Tさんの近くにご家族が付いて下さるので、私は前夜式の準備のためホールに出た。
たった一回でも、前任地で経験を積ませてもらっていて良かったと思った。
思い返してみれば、ライオンさん、Tさんの葬儀は私がやりたい、と前から3人で話していた。
しかし実際は、私はどこの任地にいるかわからないし、牧師としての経験も必要だし、長崎には長崎の先生がいるわけで、実際には叶わないだろうと思っていた。
しかし、悲しいことだが、こんな形で私自身の手でライオンさんの葬儀の司式をすることが出来て、本当に感謝しなければならないと思った。
ライオンさん、Tさん夫妻に私は貧しい時に拾ってもらって、命を与えられた。
その後もすねかじりなだけで、三十路にて家族を持つでもなく、まだ人生に迷い、心配かけっぱなしだった。
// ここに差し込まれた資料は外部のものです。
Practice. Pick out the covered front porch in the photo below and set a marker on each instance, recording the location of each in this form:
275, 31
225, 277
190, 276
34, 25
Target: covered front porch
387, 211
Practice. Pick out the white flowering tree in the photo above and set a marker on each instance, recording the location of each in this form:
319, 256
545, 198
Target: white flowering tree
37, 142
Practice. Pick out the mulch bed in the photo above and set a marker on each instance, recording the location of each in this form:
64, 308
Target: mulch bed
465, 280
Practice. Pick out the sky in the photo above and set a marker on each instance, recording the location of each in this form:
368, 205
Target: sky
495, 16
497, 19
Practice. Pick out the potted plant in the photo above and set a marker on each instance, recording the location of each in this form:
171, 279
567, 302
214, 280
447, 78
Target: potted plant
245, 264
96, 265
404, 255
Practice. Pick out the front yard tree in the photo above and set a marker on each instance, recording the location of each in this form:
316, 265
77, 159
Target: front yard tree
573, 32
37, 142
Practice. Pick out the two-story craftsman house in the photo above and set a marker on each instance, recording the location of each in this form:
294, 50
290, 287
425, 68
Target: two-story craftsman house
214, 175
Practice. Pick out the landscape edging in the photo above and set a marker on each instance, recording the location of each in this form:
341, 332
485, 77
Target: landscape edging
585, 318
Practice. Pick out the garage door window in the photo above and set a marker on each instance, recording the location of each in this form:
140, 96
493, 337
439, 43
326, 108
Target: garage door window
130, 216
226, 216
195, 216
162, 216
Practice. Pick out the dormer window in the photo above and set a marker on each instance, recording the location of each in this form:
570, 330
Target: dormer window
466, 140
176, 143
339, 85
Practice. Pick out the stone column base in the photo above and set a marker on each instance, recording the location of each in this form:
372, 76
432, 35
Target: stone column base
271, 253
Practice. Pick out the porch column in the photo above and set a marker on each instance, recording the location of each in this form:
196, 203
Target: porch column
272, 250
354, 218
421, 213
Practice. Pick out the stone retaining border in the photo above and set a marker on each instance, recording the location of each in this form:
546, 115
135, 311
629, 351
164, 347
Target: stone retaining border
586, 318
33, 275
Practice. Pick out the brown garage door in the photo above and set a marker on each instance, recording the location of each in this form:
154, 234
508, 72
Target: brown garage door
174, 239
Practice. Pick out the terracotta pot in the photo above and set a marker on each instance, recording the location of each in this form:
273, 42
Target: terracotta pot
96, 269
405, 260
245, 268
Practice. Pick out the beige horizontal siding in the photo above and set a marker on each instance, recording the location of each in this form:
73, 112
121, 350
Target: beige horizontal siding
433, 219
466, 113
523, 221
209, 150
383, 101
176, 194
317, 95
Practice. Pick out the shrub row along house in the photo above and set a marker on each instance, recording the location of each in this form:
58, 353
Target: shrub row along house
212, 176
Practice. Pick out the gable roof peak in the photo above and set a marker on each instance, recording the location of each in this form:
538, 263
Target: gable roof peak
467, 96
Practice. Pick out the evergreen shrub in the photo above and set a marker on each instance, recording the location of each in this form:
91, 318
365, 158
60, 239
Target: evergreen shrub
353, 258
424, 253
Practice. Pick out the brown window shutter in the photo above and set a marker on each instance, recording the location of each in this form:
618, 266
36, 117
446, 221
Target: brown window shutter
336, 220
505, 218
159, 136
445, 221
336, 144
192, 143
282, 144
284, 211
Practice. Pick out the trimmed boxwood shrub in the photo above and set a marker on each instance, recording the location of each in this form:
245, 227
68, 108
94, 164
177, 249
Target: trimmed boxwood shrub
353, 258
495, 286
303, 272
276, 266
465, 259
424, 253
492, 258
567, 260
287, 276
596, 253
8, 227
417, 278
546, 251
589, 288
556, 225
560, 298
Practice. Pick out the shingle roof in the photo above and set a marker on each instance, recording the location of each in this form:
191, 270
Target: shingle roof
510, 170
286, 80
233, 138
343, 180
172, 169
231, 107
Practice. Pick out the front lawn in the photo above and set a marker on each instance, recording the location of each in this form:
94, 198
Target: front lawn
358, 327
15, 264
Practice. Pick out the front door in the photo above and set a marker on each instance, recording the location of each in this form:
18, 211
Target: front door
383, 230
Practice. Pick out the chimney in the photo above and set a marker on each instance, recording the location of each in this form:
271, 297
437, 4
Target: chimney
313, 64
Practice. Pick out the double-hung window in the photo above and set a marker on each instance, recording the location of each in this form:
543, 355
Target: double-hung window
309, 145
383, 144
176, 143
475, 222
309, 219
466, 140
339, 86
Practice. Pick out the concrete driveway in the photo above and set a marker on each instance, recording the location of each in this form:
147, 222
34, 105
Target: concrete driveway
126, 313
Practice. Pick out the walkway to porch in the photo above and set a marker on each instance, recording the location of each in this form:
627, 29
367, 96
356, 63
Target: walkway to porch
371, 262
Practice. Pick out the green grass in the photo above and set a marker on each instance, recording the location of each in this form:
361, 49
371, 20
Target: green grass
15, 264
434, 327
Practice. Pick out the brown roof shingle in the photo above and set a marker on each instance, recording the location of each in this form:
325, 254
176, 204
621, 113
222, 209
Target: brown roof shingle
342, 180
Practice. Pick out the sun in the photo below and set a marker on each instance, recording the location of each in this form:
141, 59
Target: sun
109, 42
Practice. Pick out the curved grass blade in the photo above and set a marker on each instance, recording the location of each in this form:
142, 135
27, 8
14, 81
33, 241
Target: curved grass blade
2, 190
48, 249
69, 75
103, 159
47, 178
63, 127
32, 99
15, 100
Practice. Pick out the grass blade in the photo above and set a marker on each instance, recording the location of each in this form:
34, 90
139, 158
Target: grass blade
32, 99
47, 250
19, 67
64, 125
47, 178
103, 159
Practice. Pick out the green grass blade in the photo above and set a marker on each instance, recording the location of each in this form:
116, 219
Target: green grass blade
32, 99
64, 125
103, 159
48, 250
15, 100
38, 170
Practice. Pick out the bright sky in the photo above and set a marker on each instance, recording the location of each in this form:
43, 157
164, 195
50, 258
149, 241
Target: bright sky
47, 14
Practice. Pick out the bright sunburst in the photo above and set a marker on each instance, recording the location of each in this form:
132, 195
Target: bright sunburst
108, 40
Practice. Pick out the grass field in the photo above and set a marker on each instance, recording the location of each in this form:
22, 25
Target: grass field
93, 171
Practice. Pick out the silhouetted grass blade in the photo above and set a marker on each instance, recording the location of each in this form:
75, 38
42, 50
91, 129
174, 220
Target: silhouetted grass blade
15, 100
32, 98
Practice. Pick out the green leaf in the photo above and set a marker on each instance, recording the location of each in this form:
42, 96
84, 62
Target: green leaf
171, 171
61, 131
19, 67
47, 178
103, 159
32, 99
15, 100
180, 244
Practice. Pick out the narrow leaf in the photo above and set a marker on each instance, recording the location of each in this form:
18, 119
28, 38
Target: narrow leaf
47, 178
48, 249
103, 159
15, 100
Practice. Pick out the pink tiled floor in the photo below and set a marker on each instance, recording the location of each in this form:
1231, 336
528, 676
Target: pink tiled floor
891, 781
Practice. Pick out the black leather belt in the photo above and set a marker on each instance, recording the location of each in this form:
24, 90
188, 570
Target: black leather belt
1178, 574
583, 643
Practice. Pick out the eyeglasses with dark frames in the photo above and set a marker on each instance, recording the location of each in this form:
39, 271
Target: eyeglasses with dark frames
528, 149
牧師なんて、何のことがお返しできるのかと思っていたが、
せめて、今回のことで心をこめて最期を見送ることが出来る。
この一つだけでも、牧師であって良かったのかも知れないと思った。
Tさんが、小さいけれども前夜式をするということで、教会の姉妹数名に連絡をした。
参列者が集まった所で、10人ほどの前夜式を行った。
賛美歌を歌い、聖書をMさんに読んでもらい、ライオンさんの思い出を沢山入れてメッセージを話した。
全ての衣服に入れたはずの、総計5枚ものハンカチが1枚も手元になかった。
プロは泣いちゃいけないだろう!と思いながら、手で鼻やら涙やら拭いながら、
メッセージの最後の一言は「すみません、ティッシュください。」だった。
数名の方がティッシュを差し出して下さった。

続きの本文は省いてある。